Delayed gratification is a concept frequently applied to personal finance, physical health, and relationships. It means giving up something today in exchange for something more meaningful or greater in the future. The idea goes that successful people think of how today's decisions affect their lives 5 years into the future.
But the ultimate form of delayed gratification is structuring your entire life to benefit your children's lives or the lives of those in the generation following yours. I can see the effects of this in my own time in history. Many great people before my time made inventions, created new ideas or perspectives, and fought and some have died to give me the freedoms I currently take for granted.
When this happens consistently, that is over many generations, the effect compounds.
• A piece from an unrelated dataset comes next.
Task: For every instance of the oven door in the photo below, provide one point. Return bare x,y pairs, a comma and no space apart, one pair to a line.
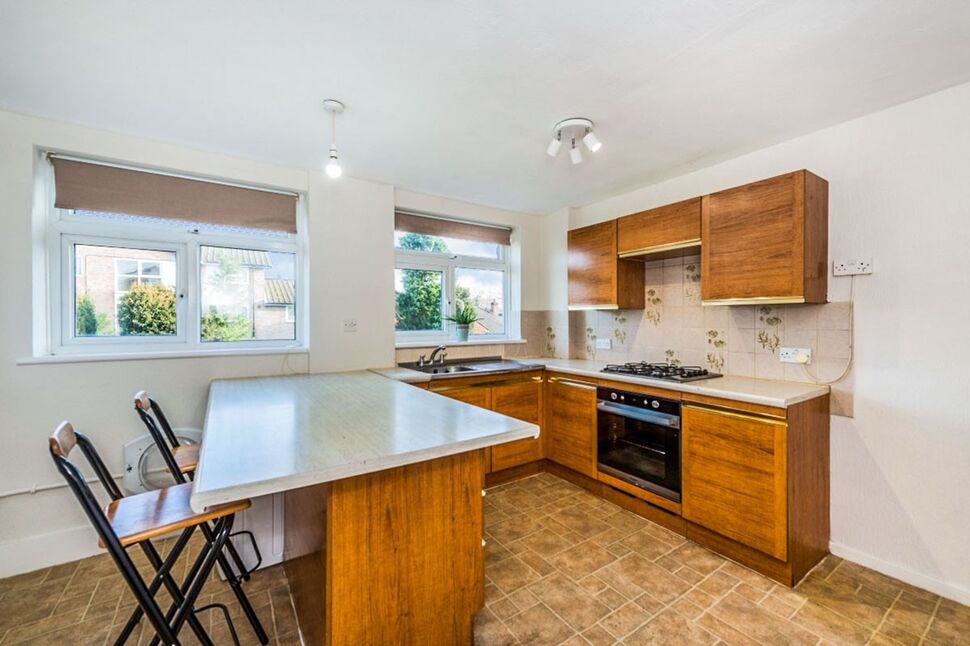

This could be said to be a definition of civilization. Civilization exists when someone plants a tree knowing they will never enjoy its shade, or fight in a war in which they will never live to see the consequences of, or invent something that may not have much of an application until 100 years from their time.
My wonderful life is a consequence of my own hard work, but to a much larger extent it is the consequence of past generations' even harder work. At 35 years old I can easily say that there is nothing more that I want out of life other than to continue in the relationships I currently have.
So it is that my purpose in life now is to be a bridge between my parents (and my wife's) and our children. And to learn what I can from my own experiences and pass on that knowledge and culture to them. This is the ultimate form of delayed gratification and the definition of civilization.